L'armée "à l'avant-garde"

Dans son discours de vendredi, Juan Guaido a précisé "ne pas avoir peur" du dialogue si ce dernier permet de concrétiser les trois objectifs qu'il lui a assignés : le départ de Nicolas Maduro, la mise en place d'un "gouvernement de transition" et l'organisation d'"élections libres".
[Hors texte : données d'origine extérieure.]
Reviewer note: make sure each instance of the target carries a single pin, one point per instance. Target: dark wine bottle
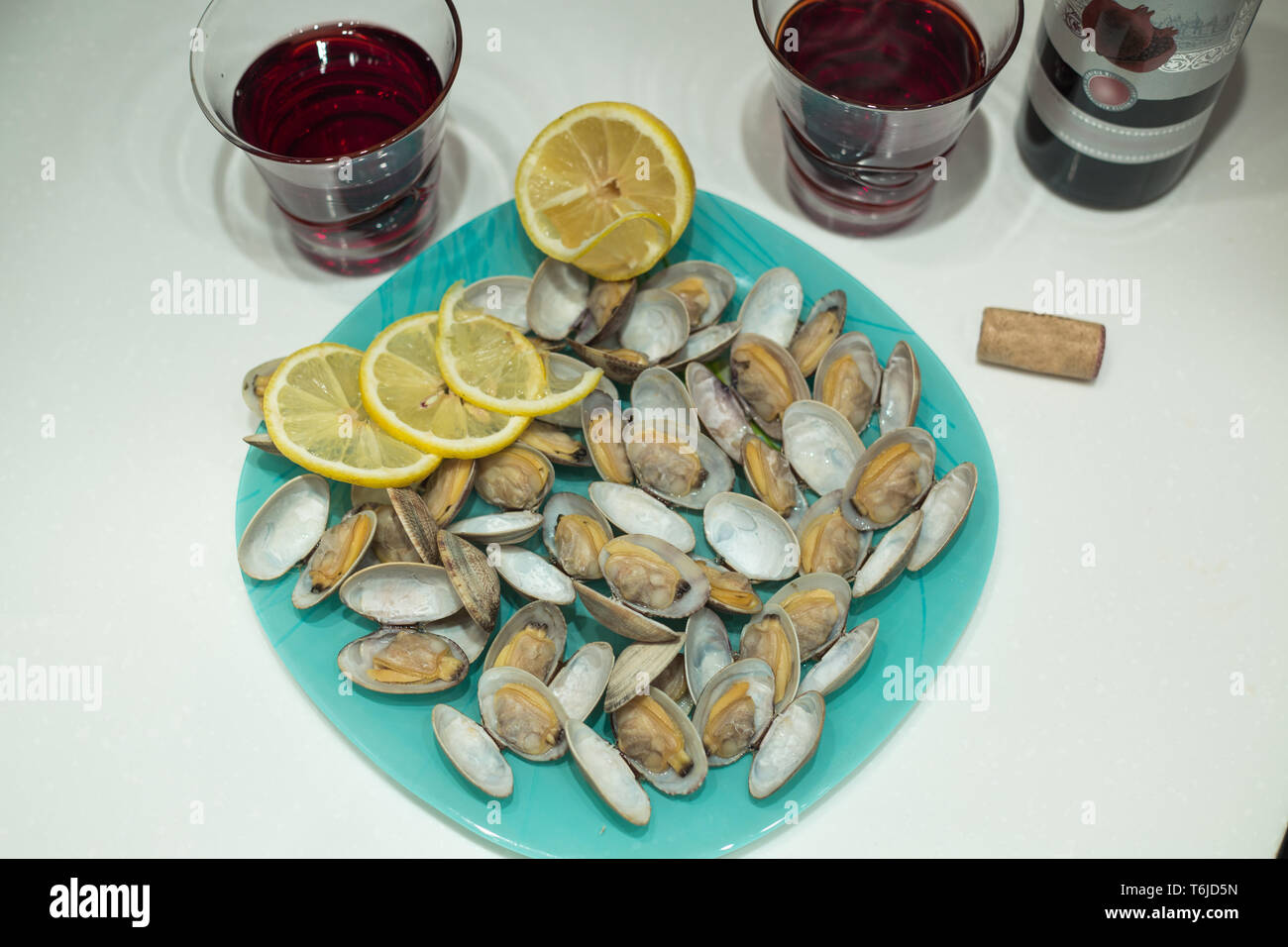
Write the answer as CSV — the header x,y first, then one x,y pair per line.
x,y
1120,95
Peu de temps auparavant, à l'autre bout de Caracas, Nicolas Maduro a lui-même évoqué le dialogue et a répété son "appel" à un nouveau round, à l'issue du défilé militaire de la fête nationale. Mais il a aussi appelé l'armée, clé de voûte du système politique vénézuélien, à se placer à "l'avant-garde morale, spirituelle, idéologique, physique et matérielle", en disant son "attachement à la famille militaire".

Au plan international, le président vénézuélien est très critiqué en raison de la situation des droits de l'Homme dans le pays.

En présentant un rapport vendredi, la Haut-Commissaire de l'ONU aux droits de l'Homme Michelle Bachelet a dénoncé l'"érosion de l'État de droit" au Venezuela.

Mme Bachelet a toutefois estimé qu'il fallait "donner une opportunité" au gouvernement de mener des réformes, sans fixer de "date butoir".

Nombre "extrêmement élevé" d'exécutions extrajudiciaires

Elle a souligné le "nouvel engagement" de Caracas à la suite de la libération de 62 détenus quelques jours après sa visite et a évoqué la libération de 22 autres personnes, dont le journaliste Braulio Jatar et la juge Lourdes Afiuni.

À Caracas, le Tribunal suprême de justice a confirmé la révision des mesures de détention contre le journaliste et la juge, mais leur libération n'est pas encore effective.

Dans son rapport rendu public jeudi, Michelle Bachelet, qui s'est rendue à Caracas en juin, dénonce aussi un nombre "extrêmement élevé" d'exécutions extrajudiciaires présumées au Venezuela.